The Vietnam War ended during the last week in April 1975, but the effect of the chemical known as Agent Orange continues to impact war veterans and Vietnamese villagers alike.
Some long-term health issues that are only now being realized, 40 years later.
Tucson resident and U.S. army veteran Dennis St. Germaine remembers a moment in South Vietnam. It was the first time he saw U.S. planes spraying a chemical that was supposed to help soldiers find the enemy in the dense jungle.
“Within two days all the leaves in the jungle had turned brown and fallen off, and basically opened up a field of fire," St. Germaine recalled. "We could see out there a mile, rather than 50 yards.”
After he returned home, St. Germaine began to learn more about the chemical, a dioxin called Agent Orange. Some of his research came on assignment while working as a reporter for a Texas newspaper in the 1980s.
“I interviewed a fellow veteran who had what must have been Chloracne, because he had huge boils all over his body, his cheeks, and it had really affected him a lot," says St.

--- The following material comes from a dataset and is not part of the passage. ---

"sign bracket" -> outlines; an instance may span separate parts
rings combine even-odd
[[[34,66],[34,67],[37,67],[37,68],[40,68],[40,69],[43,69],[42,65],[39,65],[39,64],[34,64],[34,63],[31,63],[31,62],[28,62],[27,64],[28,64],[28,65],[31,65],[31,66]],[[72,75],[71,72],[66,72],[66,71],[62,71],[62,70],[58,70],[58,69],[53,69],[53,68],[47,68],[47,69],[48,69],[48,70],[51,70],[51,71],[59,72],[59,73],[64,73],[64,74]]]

Germaine. "That was my first experience meeting someone who was affected by it.”
Since then, researchers have linked 14 diseases to Agent Orange exposure, citing health problems in the children and grandchildren of Vietnam veterans in the U.S., including spina bifida, cleft palate, and intestinal problems.
Investigators discovered the same kinds of health problems on the other side of the world, in villages near where the chemical was used 40 or more years ago.
Charles Bailey served as the Ford Foundation’s representative in Vietnam between 1997 and 2007.
“The best estimates were that 3 million Vietnamese have suffered health effects," he said. "About 150,000 of today’s children have suffered birth defects and severe illnesses later in life.”
Two decades after the war ended, Bailey joined the Aspen Institute, a Washington-based organization specializing in resolving difficult international policy issues.
His job in Vietnam was to break a logjam over the U.S. government’s responsibility for Agent Orange contamination, at the air bases that Americans built, and in the villages where health effects lingered.
"When American diplomats first returned to Vietnam in 1995, they were forbidden by the State Department to use the words Agent Orange and Agent Orange victim," Bailey said. "It sounds bizarre now, but it was true and then there was a period when there was an argument about the science.”
Bailey said the technology finally exists to begin cleaning up dioxin from the soil in Vietnam, beginning with the former American air bases where Agent Orange was stored.
“The most important part is that the U.S. government is now committed to cleaning up the air bases," Bailey said. "They still have problems providing money to help these disabled children, and they’re doing it while using the phrase ‘regardless of cause.’ In other words, they will not admit to any relationship between dioxin exposure and birth defects in South Vietnam.”
Meanwhile, Dennis St. Germaine is working to inform U.S. veterans about the ongoing legacy of Agent Orange.
He organizes informational town halls for veterans and their families, telling them about the chemical’s impact. St. Germaine says veterans' medical organizations are finally addressing the issue, and he's spreading the word to veterans about how they can apply for relief.
“It’s poison to humans and other animals, as well as plants," warns St. Germaine."Dioxin stays in the environment for many, many years. It can stay in your body for your whole life.”
St. Germaine says the use of the chemical may have saved soldiers’ lives in Vietnam, but it came at a cost, and continues to affect millions of lives today.
The U.S. Department of Veterans Affairs recognizes more than a dozen conditions including Chloracne and Parkinson's disease associated with exposure to Agent Orange .
"Veterans and their survivors may be eligible for benefits for these diseases," the VA said on its website.
St. Germaine and Charles Bailey said the U. S. government is slowly beginning to confront the effects of Agent Orange in Vietnamese villages, on American veterans, and on families in both countries.